Attempting to assess whether a health care professional or other essential worker is a threat, though, puts landlords on a slippery slope. A landlord can't refuse to rent to an applicant based on a personal belief that someone who, for example, works with immunocompromised patients during the pandemic, is likely to be a health threat. The normal guidelines still apply: Landlords must base their decisions to refuse an applicant on objective, individually focused evidence.
Some state and local laws ban additional forms of discrimination that the federal laws do not. In other words, even if discriminating against applicants on the basis of their occupation as health care workers isn't illegal under federal law, it might be under your state or local law. For example, the New York City Human Rights Law specifically prohibits housing discrimination based on "lawful occupation," so a landlord in New York city who refuses to rent to an applicant because the applicant is a pathologist would likely be illegally discriminating. Other, more broadly applicable laws might also prohibit similar discrimination: For example, arbitrary discrimination in housing is not allowed under California law. A good plaintiff's attorney would certainly make the argument that rejecting someone because of the person's lawful occupation constitutes arbitrary discrimination.
Even when it appears that a landlord's refusal to rent to a certain applicant is based on discriminatory reasons, many courts won't hold landlords liable if the landlord can justify the action. In other words, the landlord might prevail in a fair housing dispute if the landlord can demonstrate a sound business reason for the refusal: one that is based on reliable, objective evidence.

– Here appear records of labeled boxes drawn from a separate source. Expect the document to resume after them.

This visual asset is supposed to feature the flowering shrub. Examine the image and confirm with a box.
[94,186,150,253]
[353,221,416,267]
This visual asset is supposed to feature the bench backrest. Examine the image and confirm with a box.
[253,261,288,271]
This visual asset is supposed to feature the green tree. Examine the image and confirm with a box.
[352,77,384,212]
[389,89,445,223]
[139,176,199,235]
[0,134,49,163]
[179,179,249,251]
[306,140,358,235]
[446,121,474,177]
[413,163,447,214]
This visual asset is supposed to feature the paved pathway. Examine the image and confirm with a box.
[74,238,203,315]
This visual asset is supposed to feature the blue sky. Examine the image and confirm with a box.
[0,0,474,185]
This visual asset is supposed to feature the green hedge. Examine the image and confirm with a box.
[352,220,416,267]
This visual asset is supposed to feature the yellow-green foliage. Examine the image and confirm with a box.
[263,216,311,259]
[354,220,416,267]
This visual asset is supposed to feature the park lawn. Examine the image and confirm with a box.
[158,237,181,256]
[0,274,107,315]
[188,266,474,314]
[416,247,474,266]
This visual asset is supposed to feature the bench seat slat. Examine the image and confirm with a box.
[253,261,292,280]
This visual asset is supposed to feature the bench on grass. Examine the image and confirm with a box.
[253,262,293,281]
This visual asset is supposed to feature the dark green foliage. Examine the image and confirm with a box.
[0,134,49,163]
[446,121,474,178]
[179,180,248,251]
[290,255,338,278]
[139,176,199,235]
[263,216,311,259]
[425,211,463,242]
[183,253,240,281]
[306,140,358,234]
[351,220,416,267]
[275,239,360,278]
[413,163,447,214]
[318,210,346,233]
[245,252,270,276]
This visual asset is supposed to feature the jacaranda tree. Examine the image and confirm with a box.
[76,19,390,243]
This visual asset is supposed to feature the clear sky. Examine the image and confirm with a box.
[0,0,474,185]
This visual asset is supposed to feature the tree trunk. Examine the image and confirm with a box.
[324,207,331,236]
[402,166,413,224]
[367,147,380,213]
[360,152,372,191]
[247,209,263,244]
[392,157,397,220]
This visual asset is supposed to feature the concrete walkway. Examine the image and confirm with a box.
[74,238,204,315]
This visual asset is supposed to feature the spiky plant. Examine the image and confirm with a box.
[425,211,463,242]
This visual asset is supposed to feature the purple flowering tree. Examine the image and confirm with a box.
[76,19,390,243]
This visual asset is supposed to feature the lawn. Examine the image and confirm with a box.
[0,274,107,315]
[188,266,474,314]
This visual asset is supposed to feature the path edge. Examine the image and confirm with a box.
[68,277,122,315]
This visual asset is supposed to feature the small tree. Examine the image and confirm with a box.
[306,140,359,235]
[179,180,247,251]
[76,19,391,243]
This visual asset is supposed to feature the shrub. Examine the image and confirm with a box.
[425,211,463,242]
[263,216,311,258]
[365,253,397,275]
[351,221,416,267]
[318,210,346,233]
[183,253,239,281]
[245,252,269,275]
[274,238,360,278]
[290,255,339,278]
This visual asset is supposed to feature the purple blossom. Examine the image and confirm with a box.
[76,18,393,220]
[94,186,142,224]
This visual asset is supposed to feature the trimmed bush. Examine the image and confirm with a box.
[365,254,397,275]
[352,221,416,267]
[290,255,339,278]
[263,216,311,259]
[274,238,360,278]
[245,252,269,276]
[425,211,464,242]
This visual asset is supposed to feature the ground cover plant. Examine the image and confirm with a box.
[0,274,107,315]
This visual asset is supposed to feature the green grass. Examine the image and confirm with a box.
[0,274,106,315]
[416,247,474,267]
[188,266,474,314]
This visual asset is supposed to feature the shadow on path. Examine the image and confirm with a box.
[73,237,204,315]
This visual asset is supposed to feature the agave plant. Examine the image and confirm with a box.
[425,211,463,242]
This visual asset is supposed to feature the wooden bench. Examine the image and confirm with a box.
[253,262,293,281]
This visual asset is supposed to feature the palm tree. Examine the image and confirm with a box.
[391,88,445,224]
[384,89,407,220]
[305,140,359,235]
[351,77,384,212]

Say, for example, that a landlord receives an application from an emergency room doctor at a local hospital known to be treating large numbers of coronavirus patients. The landlord does some research (using reputable scientific publications) on virus transmission and the carrier status of health care professionals. She concludes that the doctor poses too much of a health risk to her other tenants, based on her research and the statistics coming out of the local hospital, and rejects him. The doctor turns around and sues the landlord for illegal discrimination under federal, state, and local laws. Will a court find that the doctor was a member of a protected class by virtue of having a perceived disability, his occupation, or another characteristic? Will a court find that the landlord made a sound business decision based on reliable, objective evidence, as compared to her own speculative fears? We will have to wait to find out the answers to these questions.
In the meantime, landlords who are faced with these issues should do their best to comply with fair housing laws, try to be as objective as possible when screening tenants, and document every contact, data point, and decision they make. When faced with an especially tricky tenant decision, landlords should seek advice from a local landlord-tenant attorney.